In other words, let’s flip the question on its head. because I think it’s imperative that people stop following organized religions if they want to become better people.

Why did you leave religion?

Believe it or not, many people leave religion because they realize their ethical standards are superior to the morality offered by their faiths. Are you one of them? / Image by Schäferle from Pixabay

I still get asked this question from time to time and the answer I usually provide is that I left religion to become a better person. By better, I really do mean having a stronger and broader ethical foundation to stand on than my faith was providing for me.

You see, religion has a way of making a person focus on their own lives to the exclusion of everything else. When a person is in a religion little matters except the salvation of their soul. One is simply too preoccupied with their faults (sins) and working so hard to earn God’s favor that other concerns fade from view.

This is not my opinion insomuch as it’s based on biblical mandates. Christians believe that Jesus may come at any moment, that their faith must consume their lives, and that they might even have to forsake friends or family members to pursue their beliefs. It’s this kind of personal devotion that leads to what I call having an us and them mentality.

Having an us and them mentality is cherishing the tribal notion that only me and my people matter. It’s a contrived bias in which believers tend to think they are right and everybody else is wrong; that their people know the truth and no other faith-based group measures up; and that they are justified in saying and doing what they want because they think God is giving them their marching orders.

I saw the moral implications in this way of thinking straightaway upon my conversion, and it was an eventual deal breaker for me.  I thought it wrong to think about people and to interact with them in this way. I didn’t want to feel animosity or disown family members and friends who didn’t believe as I. I couldn’t justify the level of arrogance required to think that I was better than others.

In other words, I had to leave religion because it became a moral imperative.

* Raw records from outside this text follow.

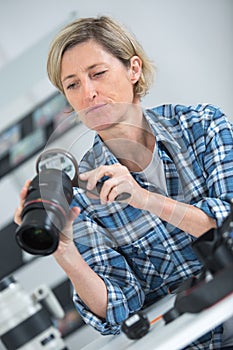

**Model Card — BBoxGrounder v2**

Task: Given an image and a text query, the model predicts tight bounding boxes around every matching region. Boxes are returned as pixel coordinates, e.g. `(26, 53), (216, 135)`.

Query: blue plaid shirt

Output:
(72, 105), (233, 349)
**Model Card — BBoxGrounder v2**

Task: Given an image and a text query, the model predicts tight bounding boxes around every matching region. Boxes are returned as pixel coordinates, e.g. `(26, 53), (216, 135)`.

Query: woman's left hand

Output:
(79, 163), (148, 209)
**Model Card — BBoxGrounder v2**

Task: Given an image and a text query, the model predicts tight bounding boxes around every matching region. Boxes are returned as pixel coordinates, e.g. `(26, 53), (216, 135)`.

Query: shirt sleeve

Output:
(191, 106), (233, 226)
(73, 216), (145, 334)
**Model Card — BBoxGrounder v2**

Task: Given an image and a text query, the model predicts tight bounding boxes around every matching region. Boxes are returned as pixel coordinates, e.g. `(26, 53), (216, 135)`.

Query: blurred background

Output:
(0, 0), (233, 350)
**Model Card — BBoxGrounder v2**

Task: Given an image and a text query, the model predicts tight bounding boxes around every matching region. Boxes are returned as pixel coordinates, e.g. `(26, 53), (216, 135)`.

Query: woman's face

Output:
(61, 40), (141, 131)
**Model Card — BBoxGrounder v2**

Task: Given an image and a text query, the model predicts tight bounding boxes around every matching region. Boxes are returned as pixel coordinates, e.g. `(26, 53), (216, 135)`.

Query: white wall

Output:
(0, 0), (233, 350)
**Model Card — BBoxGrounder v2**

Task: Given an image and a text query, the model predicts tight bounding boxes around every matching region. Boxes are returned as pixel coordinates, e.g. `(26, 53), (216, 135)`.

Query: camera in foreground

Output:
(0, 276), (68, 350)
(16, 169), (73, 255)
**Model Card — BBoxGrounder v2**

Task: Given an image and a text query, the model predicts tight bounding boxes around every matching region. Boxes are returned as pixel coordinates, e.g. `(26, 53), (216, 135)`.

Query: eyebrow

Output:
(62, 63), (103, 83)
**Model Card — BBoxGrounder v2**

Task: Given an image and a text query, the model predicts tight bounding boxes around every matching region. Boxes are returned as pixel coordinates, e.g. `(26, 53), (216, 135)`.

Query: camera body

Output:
(0, 276), (68, 350)
(16, 169), (73, 255)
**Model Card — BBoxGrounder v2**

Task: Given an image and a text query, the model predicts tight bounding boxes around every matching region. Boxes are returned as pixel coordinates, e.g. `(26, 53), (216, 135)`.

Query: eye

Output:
(66, 82), (79, 90)
(93, 70), (107, 78)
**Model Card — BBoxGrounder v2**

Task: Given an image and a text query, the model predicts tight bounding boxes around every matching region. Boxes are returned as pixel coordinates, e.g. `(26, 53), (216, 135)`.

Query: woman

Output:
(15, 16), (233, 349)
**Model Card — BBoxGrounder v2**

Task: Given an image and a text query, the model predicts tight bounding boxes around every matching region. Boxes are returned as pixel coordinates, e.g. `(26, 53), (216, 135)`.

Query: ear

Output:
(130, 56), (142, 84)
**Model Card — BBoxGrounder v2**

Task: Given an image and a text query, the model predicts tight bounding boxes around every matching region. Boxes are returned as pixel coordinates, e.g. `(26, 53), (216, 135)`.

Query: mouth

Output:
(85, 103), (107, 115)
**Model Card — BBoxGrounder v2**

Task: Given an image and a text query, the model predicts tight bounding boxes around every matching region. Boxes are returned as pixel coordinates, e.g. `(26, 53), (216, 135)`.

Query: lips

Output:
(85, 103), (107, 115)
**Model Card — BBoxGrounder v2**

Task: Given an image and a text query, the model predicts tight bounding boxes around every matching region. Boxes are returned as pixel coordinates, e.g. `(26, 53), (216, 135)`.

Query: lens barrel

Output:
(16, 169), (73, 255)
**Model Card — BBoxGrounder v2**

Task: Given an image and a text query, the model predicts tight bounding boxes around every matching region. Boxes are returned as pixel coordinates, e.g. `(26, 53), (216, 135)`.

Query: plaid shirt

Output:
(72, 105), (233, 349)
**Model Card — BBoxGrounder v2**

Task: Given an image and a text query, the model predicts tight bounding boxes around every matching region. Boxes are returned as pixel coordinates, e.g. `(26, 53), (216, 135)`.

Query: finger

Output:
(20, 180), (31, 201)
(14, 180), (31, 225)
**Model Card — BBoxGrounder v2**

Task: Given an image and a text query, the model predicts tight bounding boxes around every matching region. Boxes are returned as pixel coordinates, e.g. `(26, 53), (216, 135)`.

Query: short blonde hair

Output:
(47, 16), (155, 97)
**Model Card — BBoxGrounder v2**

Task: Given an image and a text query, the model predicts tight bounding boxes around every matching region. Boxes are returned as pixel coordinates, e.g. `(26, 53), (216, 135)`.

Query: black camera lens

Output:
(16, 169), (73, 255)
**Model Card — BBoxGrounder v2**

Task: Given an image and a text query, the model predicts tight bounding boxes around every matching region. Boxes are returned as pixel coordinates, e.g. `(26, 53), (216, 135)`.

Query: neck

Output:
(100, 112), (155, 171)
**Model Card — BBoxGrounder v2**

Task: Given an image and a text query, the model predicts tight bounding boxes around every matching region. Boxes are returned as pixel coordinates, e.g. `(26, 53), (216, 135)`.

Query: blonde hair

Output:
(47, 16), (155, 97)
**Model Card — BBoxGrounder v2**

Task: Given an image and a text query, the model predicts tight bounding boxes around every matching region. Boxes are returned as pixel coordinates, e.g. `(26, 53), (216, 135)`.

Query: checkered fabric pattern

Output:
(72, 104), (233, 349)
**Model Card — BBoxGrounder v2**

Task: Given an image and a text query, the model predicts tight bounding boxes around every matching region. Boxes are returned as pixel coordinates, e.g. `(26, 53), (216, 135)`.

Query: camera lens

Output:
(16, 169), (73, 255)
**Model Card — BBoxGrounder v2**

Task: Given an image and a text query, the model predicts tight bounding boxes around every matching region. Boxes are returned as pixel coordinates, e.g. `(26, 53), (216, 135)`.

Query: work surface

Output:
(83, 293), (233, 350)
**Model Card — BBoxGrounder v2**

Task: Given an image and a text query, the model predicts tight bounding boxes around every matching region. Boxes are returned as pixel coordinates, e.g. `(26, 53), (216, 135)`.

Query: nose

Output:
(82, 79), (97, 101)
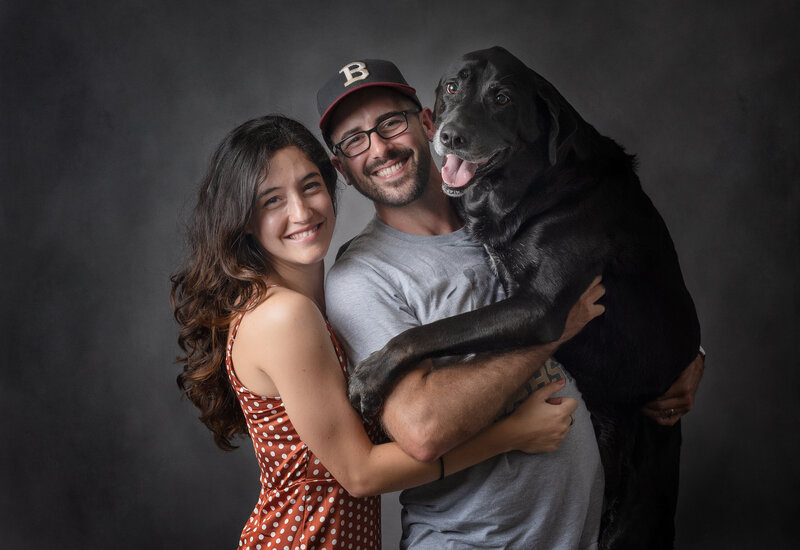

And when that moment arrived when I had to make my break from religion, I couldn’t wait to reengage with humanity again. To become a participant in life. To dive headlong into all the wonders of human existence—and yes, the horrors too—because this is the only way to engage in life and find ways to make a difference.

This is just one of the reasons why I left religion to become a better person. I’ve got many more, but perhaps readers have a few they’d like to share?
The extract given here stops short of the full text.